In September 2020, the Permanent Court of arbitration ruled that the Indian government’s demand of Rs.22,000 (approximately $ 3.7 billion) to be paid by Vodafone is in breach of “fair and equitable treatment” and violates the bilateral treaty. Further, it directed India to pay $5.4 million as compensation. In December 2020, India filed an appeal in the Singapore High Court challenging the international arbitration tribunal verdict in favour of Vodafone in the retrospective tax imposition case. The hearing is likely to come up in September 2021. The most important ground of contention is that the “right to tax” is a sovereign right of India and cannot be governed by bilateral treaties / agreements with other nations.
Cairn UK initiated proceedings in Indian courts and also in the Hague, Netherlands claiming India violated the India-UK bilateral treaty. In December 2020, the Permanent court of arbitration ruled in favour of Cairn UK. Stating that the retrospective imposition of tax is in violation of the treaty, Cairn UK was awarded $ 1.7 billion in damages and compensation to be paid by India. In January 2021, Cairn UK went a step ahead and stated that it will move to freeze all India’s assets including bank accounts located outside India, if it fails to make the payment. Cairn UK executives are now in talks with the government to resolve the issue. The government has assured that it will do all it can to amicably resolve the issue.
In light of the above cases, the August 2021 amendment of altogether doing away with retrospective tax laws becomes crucial. The 2012 tax amendment was widely criticized both within and outside the country. It was seen as a major bottle neck to inflow of foreign investments in India. Further, the circumventing of the Apex Court judgment by a tax amendment indicated a sense of superiority of the Executive over the Judiciary. The twin loss (in Vodafone and Cairns cases) will cost India a staggering Rs. 30,000 crores (approximately) in damages / penalties / legal costs to be paid to the other parties.

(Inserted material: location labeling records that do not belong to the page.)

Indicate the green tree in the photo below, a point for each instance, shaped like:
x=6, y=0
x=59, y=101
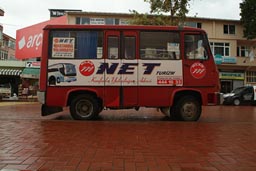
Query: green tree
x=248, y=18
x=177, y=10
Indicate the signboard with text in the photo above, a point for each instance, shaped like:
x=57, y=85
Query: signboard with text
x=29, y=39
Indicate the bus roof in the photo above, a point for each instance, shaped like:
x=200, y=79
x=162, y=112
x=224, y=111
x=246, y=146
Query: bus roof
x=120, y=27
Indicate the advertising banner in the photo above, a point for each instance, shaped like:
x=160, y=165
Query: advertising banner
x=114, y=72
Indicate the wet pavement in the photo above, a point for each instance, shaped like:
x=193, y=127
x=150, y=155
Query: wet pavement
x=127, y=140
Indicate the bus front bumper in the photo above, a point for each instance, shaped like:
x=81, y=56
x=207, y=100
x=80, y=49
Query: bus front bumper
x=47, y=110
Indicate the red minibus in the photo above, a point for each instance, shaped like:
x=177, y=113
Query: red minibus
x=94, y=67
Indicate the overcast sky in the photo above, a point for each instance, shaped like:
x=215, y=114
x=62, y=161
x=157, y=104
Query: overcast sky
x=23, y=13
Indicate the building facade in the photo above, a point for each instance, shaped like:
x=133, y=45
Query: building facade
x=234, y=54
x=15, y=74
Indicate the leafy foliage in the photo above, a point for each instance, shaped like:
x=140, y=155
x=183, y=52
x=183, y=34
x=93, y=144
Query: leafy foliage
x=177, y=10
x=248, y=18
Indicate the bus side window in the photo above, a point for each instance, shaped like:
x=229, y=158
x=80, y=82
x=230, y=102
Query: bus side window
x=129, y=47
x=159, y=45
x=113, y=50
x=194, y=47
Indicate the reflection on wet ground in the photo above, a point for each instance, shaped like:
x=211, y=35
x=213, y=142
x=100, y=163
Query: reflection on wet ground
x=128, y=140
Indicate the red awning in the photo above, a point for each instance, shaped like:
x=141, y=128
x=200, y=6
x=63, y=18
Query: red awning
x=29, y=39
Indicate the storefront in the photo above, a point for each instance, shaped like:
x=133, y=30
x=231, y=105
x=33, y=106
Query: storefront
x=10, y=72
x=30, y=78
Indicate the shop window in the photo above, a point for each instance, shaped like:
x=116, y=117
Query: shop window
x=243, y=51
x=159, y=45
x=220, y=48
x=250, y=77
x=195, y=47
x=229, y=29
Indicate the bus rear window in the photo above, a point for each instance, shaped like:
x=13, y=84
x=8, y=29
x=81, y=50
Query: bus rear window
x=76, y=44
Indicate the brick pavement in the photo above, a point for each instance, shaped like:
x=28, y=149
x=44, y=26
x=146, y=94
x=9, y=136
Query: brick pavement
x=221, y=141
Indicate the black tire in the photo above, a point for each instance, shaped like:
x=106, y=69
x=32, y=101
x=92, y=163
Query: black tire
x=236, y=102
x=52, y=81
x=187, y=108
x=84, y=107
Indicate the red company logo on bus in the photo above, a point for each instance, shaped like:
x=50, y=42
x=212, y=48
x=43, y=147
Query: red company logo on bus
x=198, y=70
x=86, y=68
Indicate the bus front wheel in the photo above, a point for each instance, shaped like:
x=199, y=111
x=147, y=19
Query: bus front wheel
x=187, y=108
x=84, y=107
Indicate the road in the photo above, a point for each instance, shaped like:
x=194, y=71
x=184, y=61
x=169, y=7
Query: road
x=127, y=140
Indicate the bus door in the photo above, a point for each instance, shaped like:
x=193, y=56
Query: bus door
x=121, y=74
x=198, y=65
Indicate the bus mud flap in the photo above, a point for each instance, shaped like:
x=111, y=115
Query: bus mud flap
x=48, y=110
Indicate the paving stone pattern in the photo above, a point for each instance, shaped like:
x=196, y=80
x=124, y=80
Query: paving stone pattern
x=109, y=144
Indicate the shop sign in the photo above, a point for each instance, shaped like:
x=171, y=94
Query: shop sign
x=219, y=59
x=231, y=75
x=33, y=64
x=29, y=39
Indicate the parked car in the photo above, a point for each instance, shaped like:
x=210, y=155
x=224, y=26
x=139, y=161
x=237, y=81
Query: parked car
x=241, y=95
x=5, y=90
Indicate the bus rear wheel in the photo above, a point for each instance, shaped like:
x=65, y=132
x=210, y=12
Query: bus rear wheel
x=187, y=108
x=84, y=107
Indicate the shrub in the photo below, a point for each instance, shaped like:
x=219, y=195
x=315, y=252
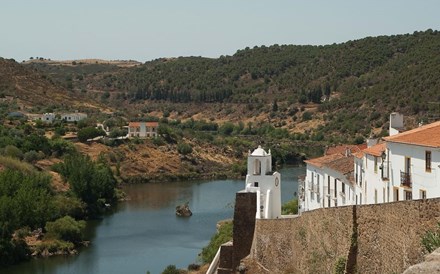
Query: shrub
x=89, y=133
x=431, y=239
x=307, y=116
x=291, y=207
x=184, y=148
x=223, y=235
x=171, y=269
x=340, y=265
x=66, y=229
x=13, y=151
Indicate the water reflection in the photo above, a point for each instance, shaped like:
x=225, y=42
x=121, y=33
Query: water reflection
x=144, y=233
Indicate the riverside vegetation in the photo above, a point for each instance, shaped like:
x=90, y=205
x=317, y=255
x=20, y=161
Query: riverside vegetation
x=293, y=99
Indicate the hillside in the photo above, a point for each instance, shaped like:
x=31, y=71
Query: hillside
x=333, y=92
x=34, y=92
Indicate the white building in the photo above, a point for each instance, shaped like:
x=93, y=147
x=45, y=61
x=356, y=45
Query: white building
x=73, y=117
x=48, y=117
x=329, y=180
x=265, y=183
x=371, y=175
x=413, y=163
x=403, y=166
x=143, y=129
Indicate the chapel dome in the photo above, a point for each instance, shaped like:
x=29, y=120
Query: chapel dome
x=259, y=152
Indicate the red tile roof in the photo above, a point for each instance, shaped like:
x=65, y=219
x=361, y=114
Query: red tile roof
x=151, y=124
x=134, y=124
x=341, y=163
x=340, y=149
x=375, y=150
x=138, y=124
x=428, y=135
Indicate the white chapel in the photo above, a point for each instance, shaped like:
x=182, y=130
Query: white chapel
x=265, y=183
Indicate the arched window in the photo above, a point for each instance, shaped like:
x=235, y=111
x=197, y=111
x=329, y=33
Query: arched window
x=257, y=167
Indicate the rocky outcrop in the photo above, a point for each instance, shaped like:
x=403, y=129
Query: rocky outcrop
x=183, y=210
x=429, y=266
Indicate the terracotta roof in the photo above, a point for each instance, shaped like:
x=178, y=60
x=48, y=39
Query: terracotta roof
x=134, y=124
x=152, y=124
x=337, y=162
x=359, y=154
x=343, y=165
x=376, y=150
x=340, y=149
x=138, y=124
x=428, y=135
x=324, y=160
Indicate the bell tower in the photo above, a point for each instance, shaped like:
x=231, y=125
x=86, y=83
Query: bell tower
x=265, y=183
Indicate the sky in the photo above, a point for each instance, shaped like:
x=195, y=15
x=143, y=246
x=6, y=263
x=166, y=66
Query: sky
x=144, y=30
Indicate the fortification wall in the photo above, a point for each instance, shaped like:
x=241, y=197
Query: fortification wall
x=383, y=238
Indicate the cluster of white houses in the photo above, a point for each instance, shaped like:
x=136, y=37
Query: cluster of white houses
x=142, y=129
x=402, y=166
x=68, y=117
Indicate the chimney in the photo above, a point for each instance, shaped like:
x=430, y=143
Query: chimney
x=396, y=123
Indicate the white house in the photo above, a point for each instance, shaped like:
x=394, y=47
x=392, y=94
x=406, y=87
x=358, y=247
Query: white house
x=143, y=129
x=73, y=117
x=403, y=166
x=329, y=181
x=371, y=175
x=413, y=163
x=265, y=183
x=48, y=117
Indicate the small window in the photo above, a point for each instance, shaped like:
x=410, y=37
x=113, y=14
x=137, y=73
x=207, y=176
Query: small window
x=428, y=161
x=423, y=194
x=375, y=164
x=396, y=194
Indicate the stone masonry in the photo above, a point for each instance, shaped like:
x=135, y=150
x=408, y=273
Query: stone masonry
x=382, y=238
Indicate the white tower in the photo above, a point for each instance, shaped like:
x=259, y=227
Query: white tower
x=265, y=183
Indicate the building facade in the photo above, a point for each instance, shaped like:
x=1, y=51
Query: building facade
x=73, y=117
x=265, y=183
x=403, y=166
x=142, y=129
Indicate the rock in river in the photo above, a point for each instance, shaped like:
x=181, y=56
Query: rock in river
x=183, y=210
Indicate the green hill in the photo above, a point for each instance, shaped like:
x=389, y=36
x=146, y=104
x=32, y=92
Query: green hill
x=343, y=89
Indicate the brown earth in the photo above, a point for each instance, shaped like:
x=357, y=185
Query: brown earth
x=145, y=160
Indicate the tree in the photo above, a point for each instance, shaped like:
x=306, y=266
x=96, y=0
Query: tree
x=92, y=182
x=184, y=148
x=89, y=133
x=66, y=229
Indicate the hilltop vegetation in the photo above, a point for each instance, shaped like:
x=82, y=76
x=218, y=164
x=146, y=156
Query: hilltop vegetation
x=336, y=92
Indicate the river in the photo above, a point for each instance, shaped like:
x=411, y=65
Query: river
x=143, y=234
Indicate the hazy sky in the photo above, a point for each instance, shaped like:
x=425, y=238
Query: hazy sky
x=144, y=30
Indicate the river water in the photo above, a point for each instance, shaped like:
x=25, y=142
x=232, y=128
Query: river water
x=143, y=234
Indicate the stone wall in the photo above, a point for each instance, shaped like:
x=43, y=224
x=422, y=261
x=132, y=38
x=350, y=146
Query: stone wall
x=307, y=244
x=244, y=224
x=373, y=238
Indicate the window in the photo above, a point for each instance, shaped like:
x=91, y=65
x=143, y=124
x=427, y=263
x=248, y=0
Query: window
x=257, y=167
x=428, y=161
x=375, y=164
x=328, y=186
x=423, y=194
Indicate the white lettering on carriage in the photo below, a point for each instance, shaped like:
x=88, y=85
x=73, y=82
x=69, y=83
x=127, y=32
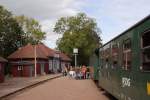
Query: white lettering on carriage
x=126, y=82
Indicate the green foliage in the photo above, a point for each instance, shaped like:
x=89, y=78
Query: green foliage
x=79, y=32
x=32, y=29
x=10, y=33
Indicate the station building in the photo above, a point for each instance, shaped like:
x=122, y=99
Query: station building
x=24, y=60
x=2, y=64
x=46, y=59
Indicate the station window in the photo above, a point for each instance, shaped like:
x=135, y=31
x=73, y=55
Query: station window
x=127, y=54
x=146, y=51
x=115, y=51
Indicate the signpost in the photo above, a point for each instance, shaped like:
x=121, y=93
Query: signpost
x=75, y=51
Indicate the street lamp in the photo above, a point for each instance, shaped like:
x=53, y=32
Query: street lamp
x=75, y=51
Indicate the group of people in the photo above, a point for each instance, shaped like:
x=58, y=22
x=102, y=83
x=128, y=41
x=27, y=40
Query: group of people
x=77, y=72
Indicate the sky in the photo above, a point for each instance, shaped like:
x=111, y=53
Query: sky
x=112, y=16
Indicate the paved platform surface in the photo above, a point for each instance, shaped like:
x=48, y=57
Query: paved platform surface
x=13, y=84
x=63, y=88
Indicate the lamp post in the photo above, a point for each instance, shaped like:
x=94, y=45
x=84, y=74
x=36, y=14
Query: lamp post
x=75, y=51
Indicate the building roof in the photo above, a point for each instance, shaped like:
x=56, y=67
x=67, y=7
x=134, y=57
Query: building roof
x=64, y=57
x=2, y=59
x=28, y=51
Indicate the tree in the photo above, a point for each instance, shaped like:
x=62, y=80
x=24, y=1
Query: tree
x=32, y=29
x=79, y=32
x=10, y=33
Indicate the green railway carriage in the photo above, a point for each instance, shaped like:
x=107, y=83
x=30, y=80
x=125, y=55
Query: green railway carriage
x=125, y=63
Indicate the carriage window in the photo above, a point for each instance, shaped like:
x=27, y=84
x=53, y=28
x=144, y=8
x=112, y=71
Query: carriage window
x=127, y=54
x=115, y=55
x=146, y=51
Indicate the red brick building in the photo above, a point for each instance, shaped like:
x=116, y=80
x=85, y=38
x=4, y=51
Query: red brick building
x=24, y=59
x=2, y=63
x=65, y=60
x=47, y=60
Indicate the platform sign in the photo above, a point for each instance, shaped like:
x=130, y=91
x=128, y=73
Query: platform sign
x=75, y=50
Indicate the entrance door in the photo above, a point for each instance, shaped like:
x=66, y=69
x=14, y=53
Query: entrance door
x=42, y=69
x=31, y=70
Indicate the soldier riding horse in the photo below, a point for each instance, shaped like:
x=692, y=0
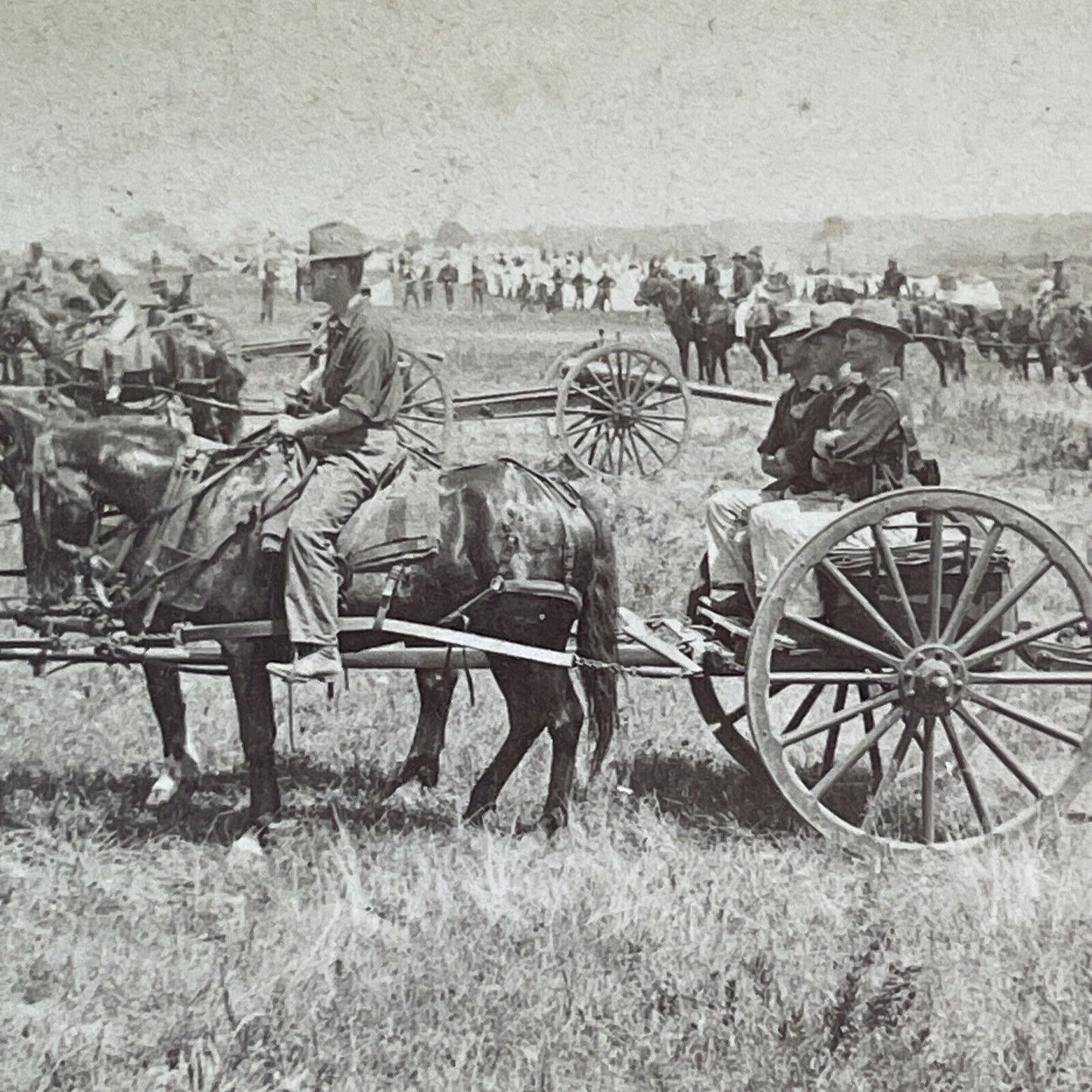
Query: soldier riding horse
x=518, y=557
x=194, y=358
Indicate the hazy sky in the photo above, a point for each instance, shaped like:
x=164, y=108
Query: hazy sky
x=400, y=114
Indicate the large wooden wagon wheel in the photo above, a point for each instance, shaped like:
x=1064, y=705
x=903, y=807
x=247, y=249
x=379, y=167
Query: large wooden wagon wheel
x=422, y=425
x=621, y=409
x=907, y=725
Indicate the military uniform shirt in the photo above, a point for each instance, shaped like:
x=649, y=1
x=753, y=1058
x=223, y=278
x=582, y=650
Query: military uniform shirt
x=797, y=416
x=871, y=450
x=360, y=375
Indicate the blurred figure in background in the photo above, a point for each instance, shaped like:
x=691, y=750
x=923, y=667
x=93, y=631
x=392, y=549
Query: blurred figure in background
x=269, y=287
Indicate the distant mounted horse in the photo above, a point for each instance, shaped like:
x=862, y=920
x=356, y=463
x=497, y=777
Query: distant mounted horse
x=1065, y=334
x=828, y=292
x=667, y=294
x=713, y=323
x=199, y=362
x=1010, y=334
x=928, y=322
x=498, y=520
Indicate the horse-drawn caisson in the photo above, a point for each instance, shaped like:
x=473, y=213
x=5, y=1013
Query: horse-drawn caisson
x=917, y=673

Keeping the above in mind, the present Indian government has nullified the 2012 Tax amendment by introducing the Tax Amendment Bill 2021 which abolishes the retrospective tax laws. No further orders shall be passed on retrospective basis. The orders already passed on retrospective basis would be nullified / invalidated.
The move has been widely welcomed and praised by the Indian and foreign investor community alike. Particularly in the aftermath of the Covid19 pandemic when the government has to bring the economy back on track, this amendment will ensure more foreign investment without unduly taxing and burdening them.
This will also ease the burden of the cash strapped government from incurring thousands of crores in paying compensation / damages in the two international cases they recently lost. Whether it is a face- saving tactic or rectifying an anomaly in (tax) laws, the economy is set to gain big.